Primero que nada me pregunto si publicar estas modestas líneas obedecen a un acto de soberbia con frágil careta de aparente humildad: Contesto: más que soberbia me siento íntimamente orgulloso de tener una hija con discapacidad intelectual. El rubor, ya dos veces mencionado, quizás se deba a mi evidente incapacidad literaria para poder trasmitir todas las emociones que experimento en el trato mutuo con ella.


He llegado a pensar en una extraña, utópica pero mágica idea: que el mundo en que vivimos perteneciera a las personas con discapacidad intelectual

¿Porque escribo de Martita? Ya me lo he preguntado, ya me lo he contestado: qué padre no comparte con quien le rodea las virtudes que sus hijos tienen. Prolongación un tanto narcisista de nuestra ingénita naturaleza, dicen los que saben. Alimento espiritual, siempre sometido a dieta, decimos los que no sabemos. Convivir con Martita es participar del milagro de la ternura en toda su grandeza, es, por momentos, alejarse de ese frecuente y mal tufo que emana la llamada civilización gracias a la colaboración de nuestro dechado de defectos. En lógica correspondencia convivir con ella es participar de la bella cornucopia del ser humano: generosidad, sinceridad, humildad, verdad, amor, expresados y vividos de la manera más clara y transparente.

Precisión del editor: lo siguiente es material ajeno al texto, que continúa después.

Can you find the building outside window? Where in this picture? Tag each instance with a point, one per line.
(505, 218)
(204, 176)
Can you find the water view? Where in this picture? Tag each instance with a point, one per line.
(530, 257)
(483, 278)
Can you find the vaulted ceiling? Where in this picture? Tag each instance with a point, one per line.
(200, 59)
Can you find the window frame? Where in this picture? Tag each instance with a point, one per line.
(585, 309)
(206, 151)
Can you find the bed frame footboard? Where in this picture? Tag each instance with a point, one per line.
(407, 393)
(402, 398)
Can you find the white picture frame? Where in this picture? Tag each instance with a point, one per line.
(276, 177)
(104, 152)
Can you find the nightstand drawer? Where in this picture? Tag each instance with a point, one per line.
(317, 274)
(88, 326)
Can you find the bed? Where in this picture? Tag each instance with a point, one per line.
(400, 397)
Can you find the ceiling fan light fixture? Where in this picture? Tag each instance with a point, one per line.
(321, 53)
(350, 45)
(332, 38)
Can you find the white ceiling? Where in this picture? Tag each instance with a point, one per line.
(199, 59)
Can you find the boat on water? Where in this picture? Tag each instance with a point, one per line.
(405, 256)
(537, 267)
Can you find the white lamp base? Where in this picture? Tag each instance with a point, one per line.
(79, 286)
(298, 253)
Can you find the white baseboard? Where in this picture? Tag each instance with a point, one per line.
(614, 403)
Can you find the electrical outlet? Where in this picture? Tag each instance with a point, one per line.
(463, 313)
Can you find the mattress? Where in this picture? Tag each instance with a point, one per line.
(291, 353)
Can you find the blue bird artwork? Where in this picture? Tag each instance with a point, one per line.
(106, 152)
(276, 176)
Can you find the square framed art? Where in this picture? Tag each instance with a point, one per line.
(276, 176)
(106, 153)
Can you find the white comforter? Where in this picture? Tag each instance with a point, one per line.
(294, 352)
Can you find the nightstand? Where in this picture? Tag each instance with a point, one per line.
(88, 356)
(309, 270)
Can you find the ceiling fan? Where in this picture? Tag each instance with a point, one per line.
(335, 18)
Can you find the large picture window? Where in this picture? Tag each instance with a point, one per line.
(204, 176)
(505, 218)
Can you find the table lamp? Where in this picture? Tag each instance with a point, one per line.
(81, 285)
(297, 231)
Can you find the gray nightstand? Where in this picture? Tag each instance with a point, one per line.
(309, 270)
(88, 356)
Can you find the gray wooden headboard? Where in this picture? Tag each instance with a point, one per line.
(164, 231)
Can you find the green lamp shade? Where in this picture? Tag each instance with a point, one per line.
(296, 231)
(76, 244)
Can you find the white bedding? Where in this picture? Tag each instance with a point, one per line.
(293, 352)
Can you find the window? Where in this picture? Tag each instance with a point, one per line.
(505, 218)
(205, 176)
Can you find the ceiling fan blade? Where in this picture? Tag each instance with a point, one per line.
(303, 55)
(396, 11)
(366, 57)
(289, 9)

La vida con Martita, ha sido una extraña y única experiencia que ha viajado en su origen entre sombras, desolaciones y lamentos para luego convertirse por obra de su estado de gracia en una fabulosa y enriquecedora aventura. He llegado a pensar en una extraña, utópica pero mágica idea: que el mundo en que vivimos perteneciera a las personas con discapacidad intelectual y a los poetas.

Atrás quedaron aquellos válidos pero imposibles sueños de aspirar que Martita se incluyera en el mundo de nosotros. Sé que nunca su lenguaje le permitirá decir un ¡te quiero mucho papá!, pero la calidez con que me toma de la mano y expresa con un inconfundible y enfático tono: ¡pa! se convierte en la más total, iridiscente y magnifica manifestación de amor que pueda escuchar padre alguno.